Over the past 34 years Captain Reg Yates has explored most of the WW11 battlesites in PNG. He is fluent in Tok Pisin and is well respected by village elders along the Kokoda Trail.
Simon joined the Australian Navy a Cadet Midshipmen in 1973 and carved out an outstanding career spanning 33 years. He specialised in maritime surface ship operations and spent the majority of his career at sea.
Rod is currently serving as a Sergeant in the Royal Australian Artillery at Kapooka. He has served in Afghanistan and Iraq and has a deep understanding of the wartime history of the Kokoda campaign. He is also a competitive ultra-marathon athlete.
Prior to John joining Adventure Kokoda he used to wrestle crocodiles with Steve Irwin. John is a qualified para-medic and expert bushman. He has a deep emotional commitment to Kokoda and the veterans he has met over the years. He is a keen student of the Kokoda campaign.

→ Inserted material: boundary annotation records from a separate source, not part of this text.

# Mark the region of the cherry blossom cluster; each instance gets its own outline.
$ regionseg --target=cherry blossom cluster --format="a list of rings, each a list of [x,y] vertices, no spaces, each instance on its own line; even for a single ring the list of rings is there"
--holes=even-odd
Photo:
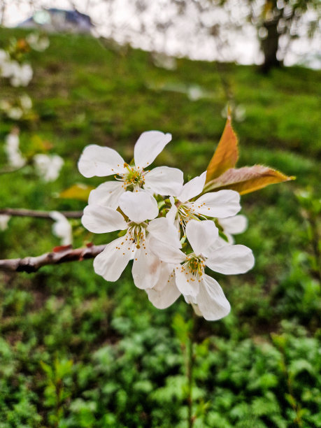
[[[87,146],[78,162],[86,178],[113,176],[90,192],[83,224],[90,231],[120,231],[94,260],[94,269],[115,281],[130,260],[135,285],[159,308],[180,294],[208,320],[226,316],[230,305],[206,267],[223,274],[243,273],[254,264],[250,248],[234,245],[233,234],[246,228],[236,215],[234,190],[203,193],[206,171],[188,183],[176,168],[150,166],[171,141],[169,134],[143,133],[128,164],[113,149]]]

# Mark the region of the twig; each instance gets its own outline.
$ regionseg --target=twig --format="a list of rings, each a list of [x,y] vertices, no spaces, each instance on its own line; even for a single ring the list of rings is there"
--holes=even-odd
[[[193,415],[193,384],[194,384],[194,364],[195,362],[195,355],[194,352],[194,342],[195,340],[194,329],[195,329],[195,313],[192,310],[192,327],[189,332],[188,343],[187,343],[187,409],[188,409],[188,428],[193,428],[195,417]]]
[[[76,249],[71,248],[70,245],[57,247],[51,252],[46,252],[36,257],[0,260],[0,271],[31,273],[36,272],[41,267],[48,264],[59,264],[66,262],[81,262],[85,259],[92,259],[101,252],[105,247],[106,245],[90,245]]]
[[[59,211],[67,218],[80,218],[83,215],[83,211]],[[48,218],[50,217],[50,211],[39,211],[36,210],[26,210],[24,208],[0,208],[0,215],[7,214],[16,217],[34,217],[35,218]]]

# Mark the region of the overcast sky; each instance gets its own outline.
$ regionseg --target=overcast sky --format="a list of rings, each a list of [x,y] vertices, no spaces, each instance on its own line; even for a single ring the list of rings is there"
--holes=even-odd
[[[245,64],[259,64],[262,61],[256,30],[249,24],[244,24],[246,7],[240,0],[230,0],[231,7],[227,11],[217,8],[214,15],[212,13],[208,16],[211,22],[214,20],[223,29],[221,30],[221,43],[218,45],[214,38],[200,34],[196,29],[197,12],[192,3],[184,16],[180,17],[175,14],[176,9],[174,10],[173,8],[175,6],[171,0],[149,1],[148,10],[143,10],[137,17],[137,11],[131,0],[6,0],[5,24],[14,27],[29,17],[33,10],[31,3],[39,7],[64,9],[70,9],[71,3],[73,4],[80,12],[90,15],[97,26],[97,34],[111,36],[120,43],[130,41],[134,46],[143,49],[155,49],[169,55],[189,56],[192,59],[237,61]],[[176,16],[174,25],[165,33],[162,26],[173,20],[173,16]],[[155,30],[155,20],[160,24],[158,30]],[[234,24],[243,22],[242,31],[231,31],[227,27],[224,29],[231,20]],[[303,56],[315,57],[318,52],[321,54],[320,44],[320,41],[317,38],[313,41],[296,41],[285,57],[285,64],[292,65],[300,62]],[[321,60],[314,59],[311,65],[314,68],[321,68]]]

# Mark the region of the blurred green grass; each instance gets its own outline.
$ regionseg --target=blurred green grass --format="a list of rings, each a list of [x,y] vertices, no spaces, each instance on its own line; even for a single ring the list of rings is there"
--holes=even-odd
[[[0,43],[24,34],[1,29]],[[242,198],[249,229],[236,241],[253,250],[256,264],[243,276],[215,276],[232,312],[217,322],[199,320],[195,427],[320,426],[320,287],[294,192],[320,190],[321,72],[291,67],[266,76],[254,66],[185,59],[168,71],[156,67],[150,53],[70,35],[50,36],[48,50],[31,52],[30,61],[35,75],[23,92],[39,120],[20,123],[21,149],[27,152],[38,136],[65,165],[52,183],[31,167],[0,175],[3,207],[83,208],[84,203],[57,195],[75,183],[104,181],[78,173],[83,148],[106,145],[130,160],[136,138],[148,129],[173,135],[155,165],[181,168],[186,179],[199,175],[224,128],[222,79],[229,83],[245,115],[234,122],[238,165],[267,164],[297,178]],[[179,85],[197,85],[211,96],[193,101],[161,89]],[[20,92],[1,82],[1,98]],[[1,141],[13,124],[1,117]],[[6,162],[2,143],[0,162]],[[50,227],[12,218],[0,232],[0,258],[59,245]],[[87,234],[78,220],[73,229],[76,246],[110,239]],[[0,427],[186,425],[183,362],[172,327],[178,314],[190,317],[183,299],[157,311],[134,287],[129,268],[110,283],[94,273],[90,260],[0,279]],[[281,339],[272,340],[271,332]],[[295,422],[299,417],[303,425]]]

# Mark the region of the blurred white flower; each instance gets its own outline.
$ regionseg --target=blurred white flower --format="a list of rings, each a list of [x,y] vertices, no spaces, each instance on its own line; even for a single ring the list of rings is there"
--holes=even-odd
[[[21,168],[26,164],[19,148],[19,135],[17,129],[13,129],[6,137],[5,151],[8,162],[13,168]]]
[[[73,243],[73,230],[71,224],[61,213],[50,211],[50,216],[55,220],[52,233],[62,240],[62,245],[69,245]]]
[[[143,132],[135,144],[135,164],[130,166],[113,149],[91,145],[85,148],[78,162],[78,169],[85,177],[115,175],[116,181],[107,181],[90,192],[88,203],[116,208],[120,196],[126,191],[141,187],[162,195],[176,194],[183,183],[183,172],[177,168],[158,166],[145,169],[171,141],[171,135],[159,131]]]
[[[169,57],[169,55],[161,52],[154,52],[152,59],[157,67],[166,70],[176,70],[177,69],[176,59],[173,57]]]
[[[23,111],[20,107],[11,107],[6,110],[8,117],[13,120],[19,120],[23,115]]]
[[[193,85],[187,89],[187,97],[191,101],[197,101],[205,97],[204,92],[199,86]]]
[[[11,217],[7,214],[0,214],[0,230],[8,229],[8,223]]]
[[[45,181],[58,178],[64,159],[58,155],[38,154],[34,156],[34,163],[38,175]]]
[[[32,101],[29,95],[24,94],[20,97],[20,104],[24,110],[30,110],[32,107]]]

Peter served in the Army Reserve for 7 years and has two grandfathers who served in both World Wars - one being a highly decorated soldier. Peter recently graduated with a MPhil in Military History with the Australian Defence Force Academy and is now studying for his PhD.
Bernie is a Kokoda tragic. He first trekked with Kokoda to honour his father who served in New Guinea during the war. He has since trekked it 43 times. Bernie has transposed his success in business to his passion for leading treks across the Kokoda Trail.
Dave began exploring Australia as soon as he was old enough to escape Sydney. He was born in the city but his heart was in the bush. There are few places in Australia that Dave hasn’t trekked on foot or explored in off-road vehicles. He even took to the sea as a crew member on the Tall Ship HMAS Bounty during the Bicentenary in 1988.
Peter Morrison is an unassuming young Australian. He first trekked with Adventure Kokoda almost a decade ago and developed a strong desire to learn more about the campaign and the people he met along the trail. Peter is a professional boxer and former NSW welterweight champion.
Tracie is the General Manager and engine room of Adventure Kokoda - she is on-call 24/7 and will look after your every need and concern from the moment you book your trek until you arrive back in Australia.